Paginya Ellea bagun dengan perasaan tidak enak. Matanya berat sekali untuk dibuka, sementara kepalanya pusing setengah mati. Perempuan itu juga merasa kerongkongannya kering dan sakit. Entah apa yang terjadi, tapi tubuhnya terasa berat sekali. Gilanya lagi, dengan keadaan begitu sang Putri masih mencari-cari dimana Pangerannya berada.
Seingat Ellea semalam ia belum bertemu Harry, dan pagi ini kondisinya sangat tidak bagus. Rasanya perempuan itu enggan bangkit dari tempat tidur, tapi penasaran sekali perihal keberadaan Harry. Apakah dia sakit juga? Atau sedang mempersiapkan hal lain?
"Ellea, ada yang ingin kubicarakan denganmu."
Harry terperanjat begitu masuk ke dalam kamar, pasalnya Ellea terbaring di tempat tidur dan terlihat tidak berdaya.
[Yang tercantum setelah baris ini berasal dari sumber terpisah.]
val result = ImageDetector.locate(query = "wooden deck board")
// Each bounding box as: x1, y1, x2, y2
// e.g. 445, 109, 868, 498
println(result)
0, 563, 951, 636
Netra kelam itu berubah khawatir, terlebih ketika menangkan wajah pucat istrinya dengan tarikan napas lemah. Lelaki itu memang tidak pulang semalam, karena rapat yang diadakan mendadak ia pun tak sempat melihat kondisi Ellea.
"Ell, astaga!" Harry memegang kening Ellea, kemudian terlonjak kaget karena suhu tubuh perempuan itu naik drastis, "Nyonya Margareth, Frita!"
Ellea menggenggam tangan Harry yang masih memeriksa keningnya, kemudian tersenyum tipis. Walau pada akhirnya yang terlihat cuma sudut bibir yang sedikit tertarik. Perempuan itu kemudian menatap suaminya lamat; sementara Harry mencoba menebak-nebak apa maksud dari tatapan istrinya.
"Apa yang terjadi?" Ellea berucap pelan, hampir berbisik, "Apa kau baik-baik saja setelah pulang terburu-buru kemarin?"
"Ellea, astaga!" Harry berseru panik, kemudian memeluk erat wanita itu, "Aku benar-benar minta maaf." Lelaki itu menarik napas, "Maafkan aku, Ell, kau sakit begini karena aku yang seenaknya membawamu kesana-kemari."
Ellea terkekeh, "Bagaimana denganmu? Apa kau baik-baik saja?"
"Nyonya Margareth, Frita!" Harry berteriak panik lagi, "Apa ada orang di luar?!"
"Ssst," Ellea meletakkan telunjuknya pada bibir Harry, membungkam pria itu, "Pelan-pelan saja. Kau belum menjawab pertanyaanku, ngomong-ngomong."
Harry menarik napas, kemudian menatap Ellea cemas. Tapi akhirnya lelaki itu memutuskan untuk memberitahu wanitanya.
"Jadi, apa yang mau kau katakan?" Ellea memberikan cengiran lebarnya pada Harry, seolah paham sekali dengan gelagat pria itu, "Aku akan mendengarkannnya."
"Kami akan pergi untuk mempertanyakan serangan itu pada kaum Trevian." Harry tersenyum tipis, "Apa kau akan baik-baik saja mengurus istana ini sendirian, Putri Mahkota?"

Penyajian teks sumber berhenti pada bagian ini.